While revenue figures from PepsiCo and Coca-Cola painted a relatively rosy picture, their sales volumes have gone down or stayed relatively stagnant.
Volumes declined 3% for PepsiCo’s food segment and rose 1% for beverages. Coca-Cola, on the other hand, saw global volume sales rise by 3% in the quarter. But volumes in North America were flat, while in Europe, the Middle East and Africa volumes dropped by 3%. Still, their net sales are experiencing a healthy growth in the first quarter with PepsiCo’s up 10.2% and Coca-Cola’s up 5%.
These figures coincide with the CPG giants’ continuous price hikes over the past few quarters. Coca-Cola reported an 11% hike in price/mix and PepsiCo’s bumped up its price/mix by 16%. The contrast between revenue and volume growth signals that much of their profits come from pricing actions.
“That essentially tells you that the vast majority of their gains are coming from price increases,” said Tim Campbell, director of industry insights at e-commerce management platform CommerceIQ. “Coca-Cola and Pepsi themselves are facing inflation in the form of rising costs, but I don’t think that’s all of it. They also have the ability to raise prices a bit beyond that, because of the power of their brands.”
Indeed, PepsiCo and Coca-Cola have been flexing their pricing powers and citing rising costs as the primary reason. Moreover, beverage and snack makers typically fare well during economic downturns due to consumers viewing their products as small luxuries. This strategy has led to continuous growth for both brands.
But demand has started to wane. For example, demand was down 2%for PepsiCo’s beverage business in North America and 5% for Quaker Foods North America. Coca-Cola CEO James Quincey said that the company plans to focus more on having volume growth.
“We see pricing moderating, which means in the context of markets like the U.S. or Europe is a reduction in the level of cycle price increases,” Quincey said during a call with investors and analysts. “We may as we go forward see slightly more promotions as we look for those consumers that are under pressure to offer them slightly better affordability options, but we’ll be balancing that with investments in premiumization options whether that be categories or packaging.”
Coca-Cola has said that it expects price hikes to slow later this year as inflationary pressures begin cooling off. PepsiCo’s CEO Ramon Laguarta said that the pricing actions it took is “sufficient.”
“When it comes to pricing, as we said earlier in February, we have mostly taken the pricing already this year that we needed to cover for our cost increases, and that is where we stand at this point,” Laguarta told investors and analysts. “We’re seeing a deceleration of inflation not a reduction of cost.”
Charles Lewis Sizemore, chief investment officer of Sizemore Capital said that there are limits to to how high these CPG brands can raise prices. If prices climbed too high they run the risk of losing some of their customers to cheaper generic brands.
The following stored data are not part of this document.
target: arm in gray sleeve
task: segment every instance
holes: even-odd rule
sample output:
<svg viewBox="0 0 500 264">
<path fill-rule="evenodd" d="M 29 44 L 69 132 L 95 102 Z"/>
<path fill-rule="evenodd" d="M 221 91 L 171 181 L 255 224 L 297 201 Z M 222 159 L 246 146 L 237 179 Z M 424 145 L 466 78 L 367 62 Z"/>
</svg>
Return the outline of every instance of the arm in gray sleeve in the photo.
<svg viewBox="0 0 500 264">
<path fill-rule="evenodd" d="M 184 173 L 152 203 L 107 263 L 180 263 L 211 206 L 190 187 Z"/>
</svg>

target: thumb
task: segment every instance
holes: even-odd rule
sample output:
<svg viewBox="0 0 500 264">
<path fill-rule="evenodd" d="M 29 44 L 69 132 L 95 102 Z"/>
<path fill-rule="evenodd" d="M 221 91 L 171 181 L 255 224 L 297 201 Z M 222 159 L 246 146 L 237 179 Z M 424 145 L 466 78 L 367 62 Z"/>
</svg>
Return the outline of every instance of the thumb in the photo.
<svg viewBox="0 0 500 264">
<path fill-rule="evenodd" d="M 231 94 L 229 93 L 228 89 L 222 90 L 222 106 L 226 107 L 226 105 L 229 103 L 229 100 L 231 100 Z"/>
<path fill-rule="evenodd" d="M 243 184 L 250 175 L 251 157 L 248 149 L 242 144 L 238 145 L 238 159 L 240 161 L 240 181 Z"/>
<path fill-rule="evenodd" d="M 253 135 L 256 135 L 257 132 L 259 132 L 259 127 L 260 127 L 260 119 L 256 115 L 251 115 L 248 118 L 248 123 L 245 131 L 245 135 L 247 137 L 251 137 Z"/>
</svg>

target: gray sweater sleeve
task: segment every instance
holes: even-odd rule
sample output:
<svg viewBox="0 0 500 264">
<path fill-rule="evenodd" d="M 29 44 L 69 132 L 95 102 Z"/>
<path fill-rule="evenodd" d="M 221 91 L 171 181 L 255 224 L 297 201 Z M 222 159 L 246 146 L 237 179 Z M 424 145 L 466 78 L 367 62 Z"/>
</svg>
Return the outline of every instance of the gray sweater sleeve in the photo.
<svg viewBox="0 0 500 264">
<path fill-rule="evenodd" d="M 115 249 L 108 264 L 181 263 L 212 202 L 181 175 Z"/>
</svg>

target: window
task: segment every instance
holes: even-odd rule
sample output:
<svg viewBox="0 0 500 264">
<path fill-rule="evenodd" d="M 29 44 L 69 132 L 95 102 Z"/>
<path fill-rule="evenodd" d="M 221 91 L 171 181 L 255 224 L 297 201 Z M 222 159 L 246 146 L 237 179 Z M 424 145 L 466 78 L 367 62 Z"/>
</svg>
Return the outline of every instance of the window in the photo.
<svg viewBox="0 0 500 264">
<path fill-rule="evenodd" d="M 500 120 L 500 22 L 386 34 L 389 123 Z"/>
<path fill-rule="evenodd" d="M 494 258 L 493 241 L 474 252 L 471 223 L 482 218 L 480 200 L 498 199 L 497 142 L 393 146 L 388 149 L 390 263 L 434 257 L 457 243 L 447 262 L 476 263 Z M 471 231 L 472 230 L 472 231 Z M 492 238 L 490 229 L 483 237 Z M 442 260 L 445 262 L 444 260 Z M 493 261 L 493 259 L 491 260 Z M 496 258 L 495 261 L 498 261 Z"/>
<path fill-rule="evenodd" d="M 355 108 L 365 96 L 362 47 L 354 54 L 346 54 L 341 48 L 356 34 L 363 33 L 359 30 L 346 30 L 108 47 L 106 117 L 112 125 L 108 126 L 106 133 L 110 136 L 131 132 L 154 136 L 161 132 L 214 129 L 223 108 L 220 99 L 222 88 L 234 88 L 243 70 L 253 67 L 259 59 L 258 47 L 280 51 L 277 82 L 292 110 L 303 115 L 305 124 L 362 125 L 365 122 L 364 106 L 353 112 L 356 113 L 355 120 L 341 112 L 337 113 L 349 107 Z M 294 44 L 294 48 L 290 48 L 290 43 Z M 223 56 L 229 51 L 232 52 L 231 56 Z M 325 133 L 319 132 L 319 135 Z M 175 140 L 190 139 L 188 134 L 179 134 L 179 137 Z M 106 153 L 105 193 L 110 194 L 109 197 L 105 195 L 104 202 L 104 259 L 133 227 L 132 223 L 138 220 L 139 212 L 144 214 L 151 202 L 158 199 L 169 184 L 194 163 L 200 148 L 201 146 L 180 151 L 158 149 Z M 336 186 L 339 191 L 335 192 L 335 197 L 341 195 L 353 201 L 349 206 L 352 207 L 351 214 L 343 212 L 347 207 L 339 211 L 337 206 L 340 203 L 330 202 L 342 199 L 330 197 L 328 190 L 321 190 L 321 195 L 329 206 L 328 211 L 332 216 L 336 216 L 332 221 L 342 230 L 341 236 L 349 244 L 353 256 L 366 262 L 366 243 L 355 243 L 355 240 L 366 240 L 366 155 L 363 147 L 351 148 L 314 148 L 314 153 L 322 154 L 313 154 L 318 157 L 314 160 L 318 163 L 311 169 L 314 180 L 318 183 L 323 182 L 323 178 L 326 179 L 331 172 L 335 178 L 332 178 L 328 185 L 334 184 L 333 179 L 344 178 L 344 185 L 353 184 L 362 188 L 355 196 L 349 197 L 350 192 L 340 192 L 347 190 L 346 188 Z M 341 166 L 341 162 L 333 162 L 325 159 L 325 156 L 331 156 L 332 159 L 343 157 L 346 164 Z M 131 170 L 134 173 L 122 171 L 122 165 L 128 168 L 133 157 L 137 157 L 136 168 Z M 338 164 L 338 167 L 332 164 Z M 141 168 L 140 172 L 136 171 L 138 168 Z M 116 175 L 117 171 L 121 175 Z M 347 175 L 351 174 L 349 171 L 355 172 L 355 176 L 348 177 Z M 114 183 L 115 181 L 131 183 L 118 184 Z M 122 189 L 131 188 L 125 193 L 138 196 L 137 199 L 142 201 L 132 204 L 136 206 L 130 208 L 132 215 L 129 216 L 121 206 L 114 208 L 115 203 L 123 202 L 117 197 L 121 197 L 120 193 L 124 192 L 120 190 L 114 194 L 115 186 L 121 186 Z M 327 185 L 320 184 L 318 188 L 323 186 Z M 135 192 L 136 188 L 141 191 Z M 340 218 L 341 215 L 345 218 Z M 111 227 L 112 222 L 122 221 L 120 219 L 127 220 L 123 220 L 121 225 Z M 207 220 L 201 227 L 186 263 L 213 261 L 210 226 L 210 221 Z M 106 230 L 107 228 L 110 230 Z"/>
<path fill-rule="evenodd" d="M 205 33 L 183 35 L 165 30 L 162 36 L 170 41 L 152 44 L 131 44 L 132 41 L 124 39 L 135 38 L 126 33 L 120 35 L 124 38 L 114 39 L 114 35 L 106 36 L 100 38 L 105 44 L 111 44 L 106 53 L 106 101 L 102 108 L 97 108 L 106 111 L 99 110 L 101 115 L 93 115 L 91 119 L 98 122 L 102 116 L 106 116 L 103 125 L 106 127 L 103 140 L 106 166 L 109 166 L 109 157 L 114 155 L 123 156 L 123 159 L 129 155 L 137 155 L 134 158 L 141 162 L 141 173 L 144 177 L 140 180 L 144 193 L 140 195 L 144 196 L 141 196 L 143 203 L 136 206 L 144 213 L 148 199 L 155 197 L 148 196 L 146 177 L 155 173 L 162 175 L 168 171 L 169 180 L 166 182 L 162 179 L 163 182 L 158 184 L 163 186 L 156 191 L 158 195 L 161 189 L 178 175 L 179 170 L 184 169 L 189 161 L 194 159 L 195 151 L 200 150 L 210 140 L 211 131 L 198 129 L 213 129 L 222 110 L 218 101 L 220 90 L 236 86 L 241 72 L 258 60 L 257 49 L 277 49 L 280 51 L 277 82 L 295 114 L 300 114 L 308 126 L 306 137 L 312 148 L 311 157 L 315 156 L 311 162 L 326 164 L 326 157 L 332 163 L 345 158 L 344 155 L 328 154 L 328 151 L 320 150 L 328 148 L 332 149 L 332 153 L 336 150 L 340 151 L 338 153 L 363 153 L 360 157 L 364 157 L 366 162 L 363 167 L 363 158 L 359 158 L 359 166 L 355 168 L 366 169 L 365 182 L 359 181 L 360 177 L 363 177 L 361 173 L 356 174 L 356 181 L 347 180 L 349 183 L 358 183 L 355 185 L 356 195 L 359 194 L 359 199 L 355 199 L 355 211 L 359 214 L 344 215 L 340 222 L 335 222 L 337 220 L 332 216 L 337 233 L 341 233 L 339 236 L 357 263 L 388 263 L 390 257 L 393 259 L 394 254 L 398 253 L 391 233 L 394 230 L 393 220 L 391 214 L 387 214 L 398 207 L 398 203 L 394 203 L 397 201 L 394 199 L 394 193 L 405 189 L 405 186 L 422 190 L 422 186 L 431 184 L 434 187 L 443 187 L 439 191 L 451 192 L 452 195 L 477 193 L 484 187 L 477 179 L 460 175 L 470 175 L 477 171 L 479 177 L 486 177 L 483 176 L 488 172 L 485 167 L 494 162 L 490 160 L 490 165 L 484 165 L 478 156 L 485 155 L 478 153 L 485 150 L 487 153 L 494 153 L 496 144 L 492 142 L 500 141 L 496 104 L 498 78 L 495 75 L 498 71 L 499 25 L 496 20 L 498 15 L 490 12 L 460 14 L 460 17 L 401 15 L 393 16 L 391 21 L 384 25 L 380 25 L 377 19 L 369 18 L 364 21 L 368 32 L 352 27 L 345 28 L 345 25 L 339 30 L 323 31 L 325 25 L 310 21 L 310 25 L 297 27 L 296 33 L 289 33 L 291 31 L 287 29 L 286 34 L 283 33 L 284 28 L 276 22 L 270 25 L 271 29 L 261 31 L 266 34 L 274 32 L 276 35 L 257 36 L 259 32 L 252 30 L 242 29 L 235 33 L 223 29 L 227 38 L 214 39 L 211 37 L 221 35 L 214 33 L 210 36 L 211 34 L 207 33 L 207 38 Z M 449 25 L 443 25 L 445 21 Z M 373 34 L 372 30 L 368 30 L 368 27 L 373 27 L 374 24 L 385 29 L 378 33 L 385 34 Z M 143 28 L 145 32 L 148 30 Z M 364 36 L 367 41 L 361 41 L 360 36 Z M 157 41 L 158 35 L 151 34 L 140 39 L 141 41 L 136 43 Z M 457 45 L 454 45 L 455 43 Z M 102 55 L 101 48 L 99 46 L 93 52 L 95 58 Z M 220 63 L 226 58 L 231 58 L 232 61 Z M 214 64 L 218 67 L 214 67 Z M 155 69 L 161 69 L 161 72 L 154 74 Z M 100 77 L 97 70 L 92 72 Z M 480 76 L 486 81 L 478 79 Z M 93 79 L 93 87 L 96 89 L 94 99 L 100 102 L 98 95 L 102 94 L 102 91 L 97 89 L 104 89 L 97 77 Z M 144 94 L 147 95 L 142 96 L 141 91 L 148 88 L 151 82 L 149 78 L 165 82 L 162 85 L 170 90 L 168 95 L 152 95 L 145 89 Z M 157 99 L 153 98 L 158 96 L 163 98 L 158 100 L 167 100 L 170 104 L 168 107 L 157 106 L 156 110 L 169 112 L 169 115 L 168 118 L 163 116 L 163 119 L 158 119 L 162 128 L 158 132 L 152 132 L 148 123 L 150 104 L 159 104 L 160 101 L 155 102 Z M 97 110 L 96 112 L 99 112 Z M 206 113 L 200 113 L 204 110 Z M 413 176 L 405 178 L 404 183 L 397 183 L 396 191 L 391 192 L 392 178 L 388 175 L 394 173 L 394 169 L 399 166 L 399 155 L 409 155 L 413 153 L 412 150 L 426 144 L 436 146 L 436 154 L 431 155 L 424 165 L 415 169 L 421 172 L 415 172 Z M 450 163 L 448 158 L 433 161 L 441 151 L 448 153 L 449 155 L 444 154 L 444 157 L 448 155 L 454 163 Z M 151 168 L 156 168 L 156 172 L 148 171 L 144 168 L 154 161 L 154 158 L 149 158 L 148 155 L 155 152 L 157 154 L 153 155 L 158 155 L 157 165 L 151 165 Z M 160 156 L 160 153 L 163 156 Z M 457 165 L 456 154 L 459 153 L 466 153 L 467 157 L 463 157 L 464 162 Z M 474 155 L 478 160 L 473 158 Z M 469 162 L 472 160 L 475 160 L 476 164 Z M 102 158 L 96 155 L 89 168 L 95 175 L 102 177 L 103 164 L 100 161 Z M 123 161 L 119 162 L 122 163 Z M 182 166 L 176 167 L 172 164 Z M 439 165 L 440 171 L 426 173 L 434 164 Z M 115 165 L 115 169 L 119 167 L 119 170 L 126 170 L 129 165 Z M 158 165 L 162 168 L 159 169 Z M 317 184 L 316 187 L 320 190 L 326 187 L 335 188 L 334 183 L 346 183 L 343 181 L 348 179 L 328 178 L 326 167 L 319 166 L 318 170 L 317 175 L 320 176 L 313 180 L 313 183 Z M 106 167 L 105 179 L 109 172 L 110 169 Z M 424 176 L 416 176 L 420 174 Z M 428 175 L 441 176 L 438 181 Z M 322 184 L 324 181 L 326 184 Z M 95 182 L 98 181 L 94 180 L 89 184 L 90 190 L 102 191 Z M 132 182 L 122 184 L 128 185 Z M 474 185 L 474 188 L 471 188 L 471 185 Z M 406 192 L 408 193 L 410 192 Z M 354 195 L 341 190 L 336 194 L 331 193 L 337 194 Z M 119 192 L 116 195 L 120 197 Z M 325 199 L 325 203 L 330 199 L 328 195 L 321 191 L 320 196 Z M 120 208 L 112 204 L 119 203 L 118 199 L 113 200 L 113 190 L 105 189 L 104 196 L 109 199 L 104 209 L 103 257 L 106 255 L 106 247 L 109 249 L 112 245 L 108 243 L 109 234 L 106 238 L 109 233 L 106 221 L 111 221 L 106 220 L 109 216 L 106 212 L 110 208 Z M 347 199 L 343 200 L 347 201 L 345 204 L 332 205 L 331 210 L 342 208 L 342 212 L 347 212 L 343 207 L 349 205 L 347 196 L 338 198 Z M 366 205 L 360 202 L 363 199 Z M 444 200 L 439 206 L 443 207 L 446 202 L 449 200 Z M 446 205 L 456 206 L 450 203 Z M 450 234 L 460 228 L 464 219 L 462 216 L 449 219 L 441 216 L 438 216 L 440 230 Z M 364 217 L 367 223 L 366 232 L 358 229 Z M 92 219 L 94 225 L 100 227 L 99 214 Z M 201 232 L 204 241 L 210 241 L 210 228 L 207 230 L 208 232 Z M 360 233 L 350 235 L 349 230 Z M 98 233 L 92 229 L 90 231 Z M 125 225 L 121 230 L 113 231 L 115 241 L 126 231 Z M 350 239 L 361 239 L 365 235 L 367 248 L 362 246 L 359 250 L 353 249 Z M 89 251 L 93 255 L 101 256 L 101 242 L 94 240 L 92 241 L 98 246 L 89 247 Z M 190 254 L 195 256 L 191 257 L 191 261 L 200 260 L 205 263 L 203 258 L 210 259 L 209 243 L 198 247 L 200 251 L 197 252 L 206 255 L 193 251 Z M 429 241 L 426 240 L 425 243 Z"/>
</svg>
A report from consumer research platform Attest found that 80% of Americans think brands are using inflation to justify raising prices and 88% are willing to test different products to save money.
“At the end of the day, even when times are tough, people do have room in their budget for guilty little pleasures,” Sizemore said. “Those are things that people will make room for in their budget, even when times are tough.”
In the coming months, Sizemore said one of the biggest challenges these retailers will face is balancing the fine line between raising prices and keeping their consumers satisfied.
Coca-Cola reiterated its previous forecast for the fiscal year. It expects to have organic revenue growth of 7% to 8%. For 2023, it expects to have a comparable earnings per share growth of 4% to 5%.
Meanwhile, PepsiCo raised its outlook for the rest of the year. The company said it expects its fiscal year organic revenue to grow 8%, up from its prior 6% projections. It also expects its core constant currency EPS to rise 9% from 8%.